Buanglah Kemarahan Pada Kampus Tercinta: Pakuan

xr:d:DAGBXseUxT0:5,j:5848347835070250307,t:24040314

Dok. tagar.id


Sekarang biarkan saya terbakar amarah sendirian. Biarkan saya terlihat seperti seorang alumni nyinyir ketika mengetahui bahwa setelah lulus, lho-lho, kok tiba-tiba bangunan sekolah dibangun semakin bagus. Namun ini berlaku berkebalikan. Karena selulus saya dari Universitas Pakuan ternyata kampus saya berubah semakin ambyar. Dengan dua perubahan yang membuat alarm ledak saya menyala: Pertama, semakin terlihat menjadi kampus rasa tentara. Kedua, sekarang terang-terangan menjadi kampus homophobia.

Buat kampus yang tidak lagi menjadi asik, para alumni yang lain pasti sudah berbusa-busa dalam hal membandingkan, “Pas zaman Abang mah nih yak.. ” dengan tambahan kebrutalan, keintelektuilan, beserta bumbu narsistik yang tebal, juga romantisisme yang jalang. Namun kendati tak lagi banyak berkegiatan di kampus, hemat saya, kampus memang sudah berada diambang batas keteraturan. Sekali langkah menuju kebosanan dan tinggal kepeleset ke jurang kesenyapan.

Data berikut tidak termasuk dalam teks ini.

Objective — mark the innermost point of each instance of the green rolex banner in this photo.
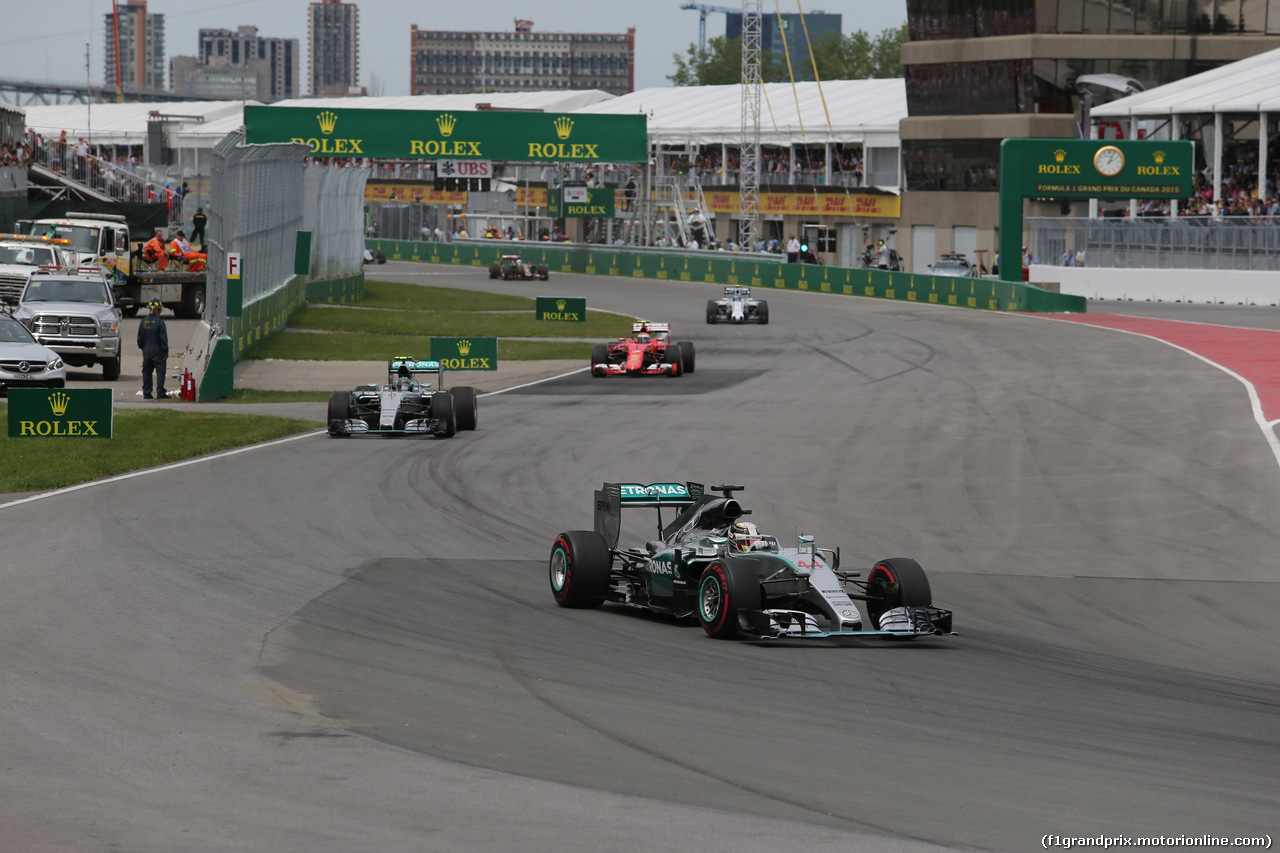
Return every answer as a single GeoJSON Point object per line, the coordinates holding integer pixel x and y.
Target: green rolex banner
{"type": "Point", "coordinates": [580, 201]}
{"type": "Point", "coordinates": [478, 135]}
{"type": "Point", "coordinates": [71, 413]}
{"type": "Point", "coordinates": [561, 309]}
{"type": "Point", "coordinates": [466, 354]}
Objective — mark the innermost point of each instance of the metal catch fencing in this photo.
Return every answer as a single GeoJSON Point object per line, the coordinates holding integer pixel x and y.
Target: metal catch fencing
{"type": "Point", "coordinates": [1187, 242]}
{"type": "Point", "coordinates": [261, 197]}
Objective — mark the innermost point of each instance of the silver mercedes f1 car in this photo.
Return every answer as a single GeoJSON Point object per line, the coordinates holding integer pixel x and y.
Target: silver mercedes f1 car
{"type": "Point", "coordinates": [405, 405]}
{"type": "Point", "coordinates": [709, 562]}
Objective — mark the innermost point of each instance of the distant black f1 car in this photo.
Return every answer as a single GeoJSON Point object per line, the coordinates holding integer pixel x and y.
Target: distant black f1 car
{"type": "Point", "coordinates": [511, 267]}
{"type": "Point", "coordinates": [403, 406]}
{"type": "Point", "coordinates": [737, 306]}
{"type": "Point", "coordinates": [712, 564]}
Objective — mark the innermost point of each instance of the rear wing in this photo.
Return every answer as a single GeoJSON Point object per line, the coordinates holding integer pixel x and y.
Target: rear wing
{"type": "Point", "coordinates": [415, 366]}
{"type": "Point", "coordinates": [612, 497]}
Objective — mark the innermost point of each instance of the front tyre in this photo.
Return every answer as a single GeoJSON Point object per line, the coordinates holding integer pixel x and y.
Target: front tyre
{"type": "Point", "coordinates": [580, 568]}
{"type": "Point", "coordinates": [725, 591]}
{"type": "Point", "coordinates": [686, 356]}
{"type": "Point", "coordinates": [465, 406]}
{"type": "Point", "coordinates": [442, 410]}
{"type": "Point", "coordinates": [599, 355]}
{"type": "Point", "coordinates": [339, 409]}
{"type": "Point", "coordinates": [896, 582]}
{"type": "Point", "coordinates": [673, 356]}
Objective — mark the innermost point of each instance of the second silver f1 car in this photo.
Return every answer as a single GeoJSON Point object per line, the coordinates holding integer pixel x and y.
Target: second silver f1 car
{"type": "Point", "coordinates": [709, 562]}
{"type": "Point", "coordinates": [737, 306]}
{"type": "Point", "coordinates": [405, 405]}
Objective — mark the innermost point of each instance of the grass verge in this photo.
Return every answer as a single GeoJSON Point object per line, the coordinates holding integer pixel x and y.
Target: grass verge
{"type": "Point", "coordinates": [144, 438]}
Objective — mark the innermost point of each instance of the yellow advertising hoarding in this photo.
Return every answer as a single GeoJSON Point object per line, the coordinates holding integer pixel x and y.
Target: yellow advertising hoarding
{"type": "Point", "coordinates": [798, 204]}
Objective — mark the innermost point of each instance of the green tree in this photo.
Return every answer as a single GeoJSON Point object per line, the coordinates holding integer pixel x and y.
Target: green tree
{"type": "Point", "coordinates": [717, 64]}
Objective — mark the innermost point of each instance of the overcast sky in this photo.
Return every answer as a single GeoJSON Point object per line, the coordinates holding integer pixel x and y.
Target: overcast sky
{"type": "Point", "coordinates": [44, 40]}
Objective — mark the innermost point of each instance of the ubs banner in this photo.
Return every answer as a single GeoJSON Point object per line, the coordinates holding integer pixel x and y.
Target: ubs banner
{"type": "Point", "coordinates": [456, 135]}
{"type": "Point", "coordinates": [72, 413]}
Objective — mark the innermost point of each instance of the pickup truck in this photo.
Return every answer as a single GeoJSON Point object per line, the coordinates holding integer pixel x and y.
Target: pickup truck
{"type": "Point", "coordinates": [74, 314]}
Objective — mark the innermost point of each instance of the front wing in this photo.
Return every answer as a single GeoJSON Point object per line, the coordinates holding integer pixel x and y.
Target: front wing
{"type": "Point", "coordinates": [615, 369]}
{"type": "Point", "coordinates": [796, 624]}
{"type": "Point", "coordinates": [415, 428]}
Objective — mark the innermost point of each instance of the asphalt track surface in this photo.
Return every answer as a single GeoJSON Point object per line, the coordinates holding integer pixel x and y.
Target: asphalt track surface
{"type": "Point", "coordinates": [341, 646]}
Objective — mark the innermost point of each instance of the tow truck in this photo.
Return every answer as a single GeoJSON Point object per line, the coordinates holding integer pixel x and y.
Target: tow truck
{"type": "Point", "coordinates": [103, 241]}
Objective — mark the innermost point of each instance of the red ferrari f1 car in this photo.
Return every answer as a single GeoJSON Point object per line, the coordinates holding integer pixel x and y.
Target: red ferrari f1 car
{"type": "Point", "coordinates": [647, 352]}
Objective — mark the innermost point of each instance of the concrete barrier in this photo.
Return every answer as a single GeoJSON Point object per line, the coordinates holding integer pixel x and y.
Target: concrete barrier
{"type": "Point", "coordinates": [1207, 286]}
{"type": "Point", "coordinates": [741, 268]}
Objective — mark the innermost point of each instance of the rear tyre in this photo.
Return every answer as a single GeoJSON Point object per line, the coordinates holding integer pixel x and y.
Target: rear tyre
{"type": "Point", "coordinates": [465, 406]}
{"type": "Point", "coordinates": [339, 409]}
{"type": "Point", "coordinates": [599, 355]}
{"type": "Point", "coordinates": [673, 355]}
{"type": "Point", "coordinates": [442, 410]}
{"type": "Point", "coordinates": [686, 354]}
{"type": "Point", "coordinates": [580, 566]}
{"type": "Point", "coordinates": [193, 302]}
{"type": "Point", "coordinates": [725, 591]}
{"type": "Point", "coordinates": [896, 582]}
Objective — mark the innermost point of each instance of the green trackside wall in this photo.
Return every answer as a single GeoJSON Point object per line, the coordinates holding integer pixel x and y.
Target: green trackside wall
{"type": "Point", "coordinates": [265, 316]}
{"type": "Point", "coordinates": [722, 268]}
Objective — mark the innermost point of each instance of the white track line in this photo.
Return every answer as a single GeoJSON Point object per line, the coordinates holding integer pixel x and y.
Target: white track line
{"type": "Point", "coordinates": [232, 452]}
{"type": "Point", "coordinates": [1260, 418]}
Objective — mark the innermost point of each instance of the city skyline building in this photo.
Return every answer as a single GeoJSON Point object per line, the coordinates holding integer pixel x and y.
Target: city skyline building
{"type": "Point", "coordinates": [140, 36]}
{"type": "Point", "coordinates": [787, 36]}
{"type": "Point", "coordinates": [333, 46]}
{"type": "Point", "coordinates": [238, 64]}
{"type": "Point", "coordinates": [449, 62]}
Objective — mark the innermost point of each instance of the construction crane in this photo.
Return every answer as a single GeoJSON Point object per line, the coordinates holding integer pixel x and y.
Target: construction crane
{"type": "Point", "coordinates": [702, 19]}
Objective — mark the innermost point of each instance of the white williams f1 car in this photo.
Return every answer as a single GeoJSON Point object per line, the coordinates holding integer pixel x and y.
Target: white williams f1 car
{"type": "Point", "coordinates": [709, 562]}
{"type": "Point", "coordinates": [737, 306]}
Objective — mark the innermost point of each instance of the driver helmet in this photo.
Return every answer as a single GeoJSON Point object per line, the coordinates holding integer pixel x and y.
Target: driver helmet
{"type": "Point", "coordinates": [744, 536]}
{"type": "Point", "coordinates": [403, 378]}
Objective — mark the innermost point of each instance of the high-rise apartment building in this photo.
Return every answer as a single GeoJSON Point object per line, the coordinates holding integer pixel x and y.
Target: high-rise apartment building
{"type": "Point", "coordinates": [981, 71]}
{"type": "Point", "coordinates": [333, 41]}
{"type": "Point", "coordinates": [140, 59]}
{"type": "Point", "coordinates": [238, 64]}
{"type": "Point", "coordinates": [789, 36]}
{"type": "Point", "coordinates": [448, 62]}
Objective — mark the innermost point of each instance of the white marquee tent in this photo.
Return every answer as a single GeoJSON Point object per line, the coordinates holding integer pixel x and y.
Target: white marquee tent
{"type": "Point", "coordinates": [1248, 89]}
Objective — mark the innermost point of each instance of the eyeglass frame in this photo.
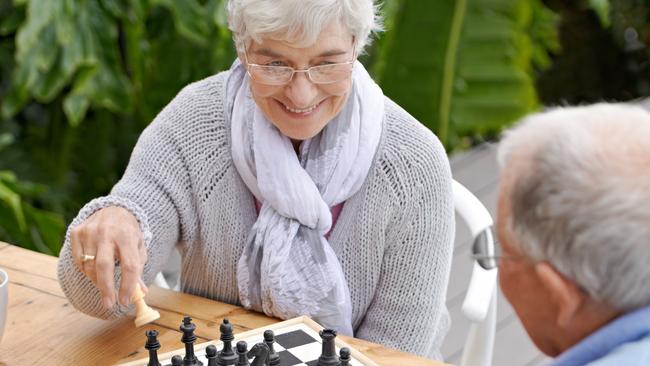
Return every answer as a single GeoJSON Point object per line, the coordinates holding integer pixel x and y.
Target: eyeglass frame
{"type": "Point", "coordinates": [294, 71]}
{"type": "Point", "coordinates": [484, 251]}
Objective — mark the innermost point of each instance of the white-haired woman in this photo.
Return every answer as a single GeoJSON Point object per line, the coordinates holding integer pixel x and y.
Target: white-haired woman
{"type": "Point", "coordinates": [288, 183]}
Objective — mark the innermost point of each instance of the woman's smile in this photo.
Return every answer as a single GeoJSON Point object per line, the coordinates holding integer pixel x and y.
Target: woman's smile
{"type": "Point", "coordinates": [301, 113]}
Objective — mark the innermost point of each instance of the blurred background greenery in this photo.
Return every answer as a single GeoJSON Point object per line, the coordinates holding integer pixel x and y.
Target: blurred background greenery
{"type": "Point", "coordinates": [80, 79]}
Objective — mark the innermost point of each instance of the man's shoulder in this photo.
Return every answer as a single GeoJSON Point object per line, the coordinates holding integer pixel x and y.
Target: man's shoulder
{"type": "Point", "coordinates": [636, 353]}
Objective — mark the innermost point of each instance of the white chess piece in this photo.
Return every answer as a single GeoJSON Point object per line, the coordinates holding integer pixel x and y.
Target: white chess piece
{"type": "Point", "coordinates": [143, 313]}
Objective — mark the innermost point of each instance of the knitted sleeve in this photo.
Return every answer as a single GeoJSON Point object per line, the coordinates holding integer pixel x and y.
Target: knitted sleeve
{"type": "Point", "coordinates": [156, 188]}
{"type": "Point", "coordinates": [408, 311]}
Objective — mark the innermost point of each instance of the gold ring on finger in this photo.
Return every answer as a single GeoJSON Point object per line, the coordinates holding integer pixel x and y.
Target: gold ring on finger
{"type": "Point", "coordinates": [87, 257]}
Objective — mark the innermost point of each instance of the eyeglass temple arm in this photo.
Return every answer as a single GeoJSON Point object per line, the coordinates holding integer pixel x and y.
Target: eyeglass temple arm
{"type": "Point", "coordinates": [482, 284]}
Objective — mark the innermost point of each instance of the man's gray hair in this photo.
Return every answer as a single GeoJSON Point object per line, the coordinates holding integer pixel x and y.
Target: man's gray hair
{"type": "Point", "coordinates": [301, 21]}
{"type": "Point", "coordinates": [581, 197]}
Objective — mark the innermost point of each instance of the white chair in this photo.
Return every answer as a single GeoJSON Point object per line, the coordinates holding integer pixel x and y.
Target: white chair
{"type": "Point", "coordinates": [480, 305]}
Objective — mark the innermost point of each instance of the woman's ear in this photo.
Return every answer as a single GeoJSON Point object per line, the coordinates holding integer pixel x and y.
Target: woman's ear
{"type": "Point", "coordinates": [564, 294]}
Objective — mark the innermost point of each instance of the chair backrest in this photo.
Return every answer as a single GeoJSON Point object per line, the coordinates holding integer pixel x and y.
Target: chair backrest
{"type": "Point", "coordinates": [480, 304]}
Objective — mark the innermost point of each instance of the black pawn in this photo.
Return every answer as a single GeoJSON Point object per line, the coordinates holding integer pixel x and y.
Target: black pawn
{"type": "Point", "coordinates": [328, 356]}
{"type": "Point", "coordinates": [227, 356]}
{"type": "Point", "coordinates": [177, 360]}
{"type": "Point", "coordinates": [242, 350]}
{"type": "Point", "coordinates": [269, 340]}
{"type": "Point", "coordinates": [152, 346]}
{"type": "Point", "coordinates": [211, 355]}
{"type": "Point", "coordinates": [344, 356]}
{"type": "Point", "coordinates": [188, 328]}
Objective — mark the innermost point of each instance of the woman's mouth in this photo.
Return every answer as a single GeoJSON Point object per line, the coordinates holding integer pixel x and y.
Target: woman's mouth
{"type": "Point", "coordinates": [301, 112]}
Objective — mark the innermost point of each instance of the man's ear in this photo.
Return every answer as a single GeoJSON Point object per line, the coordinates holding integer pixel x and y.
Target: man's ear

Untuk tahu itu, gak mesti rasanya harus jadi mahasiswa lagi, toh dengan melihat berita, kita sudah insyaf—bahwa kehidupan kampus memang tengah diarahkan sedemikian rupa untuk iseng sendiri, jika tidak mau dibilang “dinormalisasikan”. Kampus jauh-jauh hari dengan segala kurikulum dan beban akademiknya, memang sudah dibuat menjadi pengamin status quo. Ditambah cengkraman liberalisasi pendidikan dan gempuran globalisasi, terbelenggulah kehidupan kampus dengan segala lilin revolusionernya. 

Namun saya juga tak punya perkakas keilmuan atau indera ke enam untuk memastikan sejauh apa penormalisasian akan terjadi di dunia kampus, khususnya kampus saya, Pakuan. Tetapi secara anabel saya, saya tahu perubahan menuju ke sana tengah atau akan terjadi. Jelas saya tak ingin itu terjadi—setidaknya tidak dalam skala yang akan mengubah marwah dan trah kesejarahan mahasiswa dalam penggaung gerakan moral di saat semua kelompok berebut kue dan kepentingan.

Tentu dalam kejengkelan ini, saya tidak sendirian, karena ketika saya tanya mahasiswa yang sefakultas dengan saya, apakah mereka betah dengan peraturan dan rantai besi yang dipasang di tiap sisi bangunan, beserta pseudo-symbol kampus dengan kepemilikan tentaranya. Mereka kompak menjawab tidak. Jika kalian tidak percaya, silakan kalian keliling Unpak. Tenang saja, kampus saya hanya selemparan batu untuk tau mana ujung gedung yang satu dengan ujung yang lainnya. Dan jika yang langsung terlintas dipikiran Anda adalah, “Settt ini kampus apa Nusa Kambangan?”.  Tenang, Anda tidak sendirian. Bahkan mahasiswa-mahasiswa Pakuan dengan senang hati menambahkan: ini di “pengungsian” masyarakat ilegal.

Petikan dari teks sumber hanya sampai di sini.